PRINCETON, Texas — Council members with the City of Princeton enacted changes to the municipality's event permit process Monday night. But those changes, opponents say, were a targeted response to a recent Pride celebration and a petition disapproving of it.
The enacted changes fortify the city's permit process, which Mayor Brianna Chacon said was outdated and allowed some events to go on unchecked without the city knowing more about them.
The last update to the permit process was in 2002, Chacon said.
She also stressed publicly that the new changes to the permit process were discussed well before the Pride celebration.
However, the nonprofit that organized the city's first Pride parade and celebration on June 27, Princeton TX Diverse, said that the changes felt like a targeted response to community backlash connected to their event.
"We feel like it's a horrible reflection of our town and that they don't want LGBTQIA people here visible," President John Kusterbeck said.
The Pride event began in Veterans Memorial Park with a march that snaked around the block. Music, food, and a drag queen show in the park then followed.
Videos of that show made their way to social media, which fueled a petition on Change.Org by the Princeton Texas Conservatives.
The petition labeled the drag show as too lewd and suggestive for public viewing, underscoring that children were present and handing money to some of the performers.
Only 230 people had signed as of Monday night.
Kusterbeck countered to WFAA Monday night, saying that the show and the event did have children in attendance. However, he said every minor there was with a parent or guardian who brought them.
"Nobody was forced to go to this thing against their will," Kusterbeck said.
Mayoral candidate David Sprawls told WFAA that he respectfully disagreed.

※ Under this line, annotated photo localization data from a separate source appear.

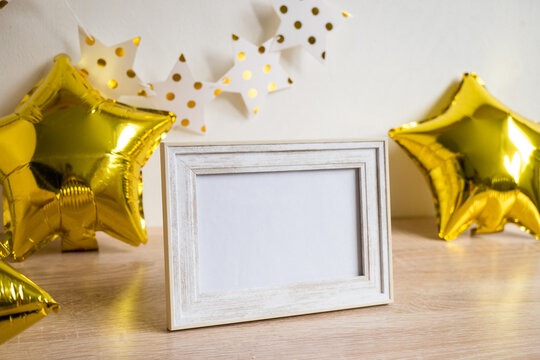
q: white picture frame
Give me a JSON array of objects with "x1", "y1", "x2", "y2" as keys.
[{"x1": 161, "y1": 140, "x2": 392, "y2": 330}]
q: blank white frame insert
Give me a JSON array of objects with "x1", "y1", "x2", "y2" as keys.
[
  {"x1": 196, "y1": 169, "x2": 362, "y2": 293},
  {"x1": 161, "y1": 140, "x2": 392, "y2": 330}
]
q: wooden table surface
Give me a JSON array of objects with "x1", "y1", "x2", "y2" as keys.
[{"x1": 3, "y1": 217, "x2": 540, "y2": 359}]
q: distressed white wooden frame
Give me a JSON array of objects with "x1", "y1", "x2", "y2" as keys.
[{"x1": 161, "y1": 140, "x2": 392, "y2": 330}]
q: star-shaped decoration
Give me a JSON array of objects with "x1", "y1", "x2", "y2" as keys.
[
  {"x1": 389, "y1": 73, "x2": 540, "y2": 241},
  {"x1": 270, "y1": 0, "x2": 351, "y2": 63},
  {"x1": 75, "y1": 27, "x2": 149, "y2": 100},
  {"x1": 221, "y1": 35, "x2": 293, "y2": 116},
  {"x1": 1, "y1": 261, "x2": 59, "y2": 344},
  {"x1": 151, "y1": 53, "x2": 221, "y2": 134},
  {"x1": 0, "y1": 54, "x2": 175, "y2": 260}
]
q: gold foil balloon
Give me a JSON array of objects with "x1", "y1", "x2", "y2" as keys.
[
  {"x1": 1, "y1": 261, "x2": 59, "y2": 344},
  {"x1": 0, "y1": 54, "x2": 175, "y2": 260},
  {"x1": 389, "y1": 73, "x2": 540, "y2": 241}
]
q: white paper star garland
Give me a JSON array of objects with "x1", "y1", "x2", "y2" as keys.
[
  {"x1": 270, "y1": 0, "x2": 351, "y2": 62},
  {"x1": 151, "y1": 54, "x2": 222, "y2": 134},
  {"x1": 75, "y1": 27, "x2": 149, "y2": 100},
  {"x1": 220, "y1": 35, "x2": 293, "y2": 117},
  {"x1": 65, "y1": 0, "x2": 351, "y2": 134}
]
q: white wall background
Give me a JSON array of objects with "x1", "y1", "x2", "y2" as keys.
[{"x1": 1, "y1": 0, "x2": 540, "y2": 227}]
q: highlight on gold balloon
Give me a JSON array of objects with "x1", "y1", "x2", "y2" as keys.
[
  {"x1": 0, "y1": 261, "x2": 59, "y2": 344},
  {"x1": 389, "y1": 73, "x2": 540, "y2": 241},
  {"x1": 0, "y1": 54, "x2": 175, "y2": 261}
]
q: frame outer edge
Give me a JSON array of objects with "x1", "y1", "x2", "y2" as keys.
[
  {"x1": 161, "y1": 143, "x2": 174, "y2": 330},
  {"x1": 161, "y1": 140, "x2": 393, "y2": 329},
  {"x1": 383, "y1": 138, "x2": 394, "y2": 302}
]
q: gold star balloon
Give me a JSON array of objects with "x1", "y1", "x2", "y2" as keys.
[
  {"x1": 389, "y1": 73, "x2": 540, "y2": 241},
  {"x1": 1, "y1": 261, "x2": 59, "y2": 344},
  {"x1": 0, "y1": 54, "x2": 175, "y2": 260}
]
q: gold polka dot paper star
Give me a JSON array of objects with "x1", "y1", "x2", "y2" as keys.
[
  {"x1": 75, "y1": 27, "x2": 149, "y2": 100},
  {"x1": 151, "y1": 54, "x2": 221, "y2": 134},
  {"x1": 270, "y1": 0, "x2": 351, "y2": 62},
  {"x1": 221, "y1": 35, "x2": 293, "y2": 117},
  {"x1": 389, "y1": 73, "x2": 540, "y2": 241}
]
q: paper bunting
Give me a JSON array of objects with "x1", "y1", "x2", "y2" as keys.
[
  {"x1": 75, "y1": 27, "x2": 149, "y2": 100},
  {"x1": 270, "y1": 0, "x2": 351, "y2": 62},
  {"x1": 221, "y1": 35, "x2": 293, "y2": 116},
  {"x1": 151, "y1": 54, "x2": 221, "y2": 134}
]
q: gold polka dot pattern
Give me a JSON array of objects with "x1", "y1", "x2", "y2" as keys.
[
  {"x1": 150, "y1": 52, "x2": 221, "y2": 134},
  {"x1": 75, "y1": 27, "x2": 149, "y2": 100},
  {"x1": 270, "y1": 0, "x2": 351, "y2": 63},
  {"x1": 218, "y1": 35, "x2": 293, "y2": 117}
]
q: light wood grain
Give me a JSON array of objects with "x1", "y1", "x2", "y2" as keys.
[
  {"x1": 3, "y1": 217, "x2": 540, "y2": 359},
  {"x1": 161, "y1": 141, "x2": 392, "y2": 330}
]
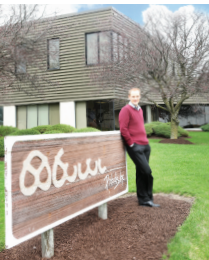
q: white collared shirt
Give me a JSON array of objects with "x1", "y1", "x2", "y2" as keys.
[{"x1": 128, "y1": 101, "x2": 141, "y2": 111}]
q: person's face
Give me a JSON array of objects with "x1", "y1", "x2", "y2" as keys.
[{"x1": 129, "y1": 90, "x2": 141, "y2": 106}]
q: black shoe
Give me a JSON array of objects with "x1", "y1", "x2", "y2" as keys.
[{"x1": 140, "y1": 200, "x2": 160, "y2": 207}]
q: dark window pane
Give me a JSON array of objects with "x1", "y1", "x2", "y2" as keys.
[
  {"x1": 86, "y1": 33, "x2": 98, "y2": 64},
  {"x1": 48, "y1": 39, "x2": 60, "y2": 69},
  {"x1": 0, "y1": 107, "x2": 3, "y2": 126},
  {"x1": 87, "y1": 100, "x2": 114, "y2": 131}
]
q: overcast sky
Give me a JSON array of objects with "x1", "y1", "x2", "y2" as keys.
[{"x1": 1, "y1": 4, "x2": 209, "y2": 25}]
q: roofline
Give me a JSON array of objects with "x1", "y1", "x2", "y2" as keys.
[
  {"x1": 111, "y1": 6, "x2": 142, "y2": 29},
  {"x1": 49, "y1": 6, "x2": 113, "y2": 21},
  {"x1": 44, "y1": 6, "x2": 141, "y2": 30}
]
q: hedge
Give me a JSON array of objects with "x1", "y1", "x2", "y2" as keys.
[
  {"x1": 144, "y1": 121, "x2": 189, "y2": 138},
  {"x1": 144, "y1": 125, "x2": 153, "y2": 137},
  {"x1": 31, "y1": 125, "x2": 51, "y2": 134},
  {"x1": 8, "y1": 129, "x2": 40, "y2": 136},
  {"x1": 44, "y1": 130, "x2": 64, "y2": 134},
  {"x1": 0, "y1": 137, "x2": 4, "y2": 157},
  {"x1": 0, "y1": 126, "x2": 17, "y2": 137},
  {"x1": 73, "y1": 127, "x2": 101, "y2": 133},
  {"x1": 46, "y1": 124, "x2": 75, "y2": 133},
  {"x1": 178, "y1": 126, "x2": 189, "y2": 137},
  {"x1": 201, "y1": 124, "x2": 209, "y2": 132}
]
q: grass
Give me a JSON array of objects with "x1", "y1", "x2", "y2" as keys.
[
  {"x1": 0, "y1": 132, "x2": 209, "y2": 259},
  {"x1": 128, "y1": 132, "x2": 209, "y2": 260},
  {"x1": 0, "y1": 162, "x2": 4, "y2": 251}
]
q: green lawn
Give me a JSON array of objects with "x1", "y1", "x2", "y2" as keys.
[
  {"x1": 0, "y1": 162, "x2": 4, "y2": 251},
  {"x1": 0, "y1": 132, "x2": 209, "y2": 259},
  {"x1": 128, "y1": 132, "x2": 209, "y2": 260}
]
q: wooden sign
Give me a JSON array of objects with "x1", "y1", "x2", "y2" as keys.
[{"x1": 4, "y1": 131, "x2": 127, "y2": 249}]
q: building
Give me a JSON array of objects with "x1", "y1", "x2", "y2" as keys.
[{"x1": 1, "y1": 7, "x2": 209, "y2": 129}]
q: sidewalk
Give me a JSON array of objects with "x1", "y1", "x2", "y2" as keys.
[{"x1": 185, "y1": 128, "x2": 202, "y2": 132}]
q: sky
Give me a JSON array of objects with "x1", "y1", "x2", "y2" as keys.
[{"x1": 2, "y1": 4, "x2": 209, "y2": 26}]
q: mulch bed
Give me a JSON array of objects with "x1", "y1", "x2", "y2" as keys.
[
  {"x1": 0, "y1": 194, "x2": 192, "y2": 260},
  {"x1": 148, "y1": 135, "x2": 194, "y2": 145},
  {"x1": 159, "y1": 139, "x2": 194, "y2": 145},
  {"x1": 0, "y1": 157, "x2": 4, "y2": 161}
]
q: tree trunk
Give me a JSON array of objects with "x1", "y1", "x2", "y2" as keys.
[{"x1": 170, "y1": 117, "x2": 179, "y2": 139}]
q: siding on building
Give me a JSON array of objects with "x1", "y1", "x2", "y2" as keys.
[
  {"x1": 2, "y1": 8, "x2": 116, "y2": 106},
  {"x1": 1, "y1": 7, "x2": 209, "y2": 107}
]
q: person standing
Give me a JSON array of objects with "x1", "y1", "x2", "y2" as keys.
[{"x1": 119, "y1": 88, "x2": 160, "y2": 207}]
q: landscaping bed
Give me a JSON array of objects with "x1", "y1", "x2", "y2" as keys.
[
  {"x1": 0, "y1": 194, "x2": 191, "y2": 260},
  {"x1": 159, "y1": 139, "x2": 194, "y2": 145}
]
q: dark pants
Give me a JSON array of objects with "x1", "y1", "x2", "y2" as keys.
[{"x1": 126, "y1": 144, "x2": 153, "y2": 204}]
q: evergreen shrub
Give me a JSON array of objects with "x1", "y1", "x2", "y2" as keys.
[
  {"x1": 73, "y1": 127, "x2": 101, "y2": 133},
  {"x1": 0, "y1": 137, "x2": 4, "y2": 157},
  {"x1": 31, "y1": 125, "x2": 51, "y2": 133},
  {"x1": 145, "y1": 121, "x2": 189, "y2": 138},
  {"x1": 201, "y1": 124, "x2": 209, "y2": 131},
  {"x1": 8, "y1": 129, "x2": 40, "y2": 136},
  {"x1": 152, "y1": 124, "x2": 175, "y2": 138},
  {"x1": 0, "y1": 126, "x2": 17, "y2": 137},
  {"x1": 144, "y1": 124, "x2": 153, "y2": 137},
  {"x1": 47, "y1": 124, "x2": 75, "y2": 133},
  {"x1": 44, "y1": 130, "x2": 64, "y2": 134},
  {"x1": 178, "y1": 126, "x2": 189, "y2": 137}
]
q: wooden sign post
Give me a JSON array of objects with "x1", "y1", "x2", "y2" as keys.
[{"x1": 4, "y1": 131, "x2": 127, "y2": 256}]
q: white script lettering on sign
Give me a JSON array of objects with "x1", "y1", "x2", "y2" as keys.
[
  {"x1": 104, "y1": 171, "x2": 126, "y2": 190},
  {"x1": 19, "y1": 148, "x2": 107, "y2": 196}
]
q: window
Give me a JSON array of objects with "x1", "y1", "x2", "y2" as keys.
[
  {"x1": 47, "y1": 38, "x2": 60, "y2": 69},
  {"x1": 86, "y1": 31, "x2": 128, "y2": 65},
  {"x1": 0, "y1": 107, "x2": 3, "y2": 126},
  {"x1": 16, "y1": 104, "x2": 60, "y2": 129},
  {"x1": 15, "y1": 46, "x2": 27, "y2": 73},
  {"x1": 86, "y1": 100, "x2": 114, "y2": 131}
]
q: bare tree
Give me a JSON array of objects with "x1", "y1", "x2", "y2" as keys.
[
  {"x1": 92, "y1": 10, "x2": 209, "y2": 138},
  {"x1": 0, "y1": 4, "x2": 58, "y2": 102}
]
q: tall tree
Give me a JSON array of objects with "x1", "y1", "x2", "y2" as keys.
[
  {"x1": 93, "y1": 9, "x2": 209, "y2": 138},
  {"x1": 0, "y1": 4, "x2": 57, "y2": 102}
]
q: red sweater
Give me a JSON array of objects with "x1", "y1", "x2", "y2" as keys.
[{"x1": 119, "y1": 105, "x2": 148, "y2": 146}]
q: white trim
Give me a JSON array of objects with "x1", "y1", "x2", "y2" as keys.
[
  {"x1": 3, "y1": 106, "x2": 16, "y2": 127},
  {"x1": 59, "y1": 101, "x2": 75, "y2": 127},
  {"x1": 5, "y1": 131, "x2": 121, "y2": 153},
  {"x1": 4, "y1": 131, "x2": 128, "y2": 249}
]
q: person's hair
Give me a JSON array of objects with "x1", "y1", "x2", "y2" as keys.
[{"x1": 128, "y1": 88, "x2": 141, "y2": 96}]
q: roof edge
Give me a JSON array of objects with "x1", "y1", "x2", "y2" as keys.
[{"x1": 48, "y1": 6, "x2": 113, "y2": 21}]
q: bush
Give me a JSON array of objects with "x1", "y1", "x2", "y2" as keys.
[
  {"x1": 0, "y1": 126, "x2": 17, "y2": 137},
  {"x1": 47, "y1": 124, "x2": 75, "y2": 133},
  {"x1": 152, "y1": 124, "x2": 174, "y2": 138},
  {"x1": 31, "y1": 125, "x2": 51, "y2": 134},
  {"x1": 0, "y1": 137, "x2": 4, "y2": 157},
  {"x1": 73, "y1": 127, "x2": 101, "y2": 133},
  {"x1": 178, "y1": 126, "x2": 189, "y2": 137},
  {"x1": 201, "y1": 124, "x2": 209, "y2": 132},
  {"x1": 145, "y1": 121, "x2": 189, "y2": 138},
  {"x1": 8, "y1": 129, "x2": 40, "y2": 136},
  {"x1": 44, "y1": 130, "x2": 64, "y2": 134},
  {"x1": 144, "y1": 124, "x2": 153, "y2": 137}
]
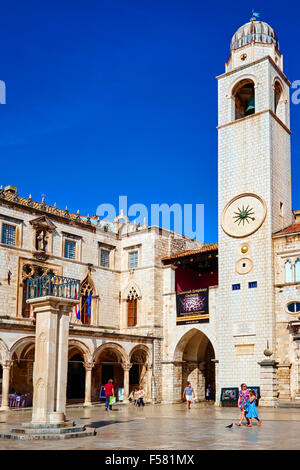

He said that he doesn't have an issue supporting LGBTQIA rights but didn't think it was couth for a drag show to be performed in a public park.
"People weren't happy that it was done in the middle of town square, basically," Sprawls said. "People weren't happy that kids were involved."
Kusterbeck told WFAA that three key amendments to the city's permit process led him to believe it was in response to the celebration.
Before Monday, nonprofits didn't have to obtain a permit for an event with less than 250 people. That avenue was how Princeton TX Diverse was able to have their event.
In the newly enacted changes, that flexibility was eliminated.
A proposed amendment also excluded anyone from holding a special event within Veteran's Memorial Park.
However, council members voted not to go ahead with that amendment.
They voted to accept permit applications for events to be held there as long as they don't interrupt the memorial area of the park.
Lastly, council members voted that at least two officers must be required and paid for if an event has more than 75 people.
Kusterbeck left the meeting disappointed.
Regardless of what Mayor Chacon said, he feels like the changes are too much of a coincidence.
"They're just making it harder for non-city or school-related events to happen. It's in direct response to the event that we had."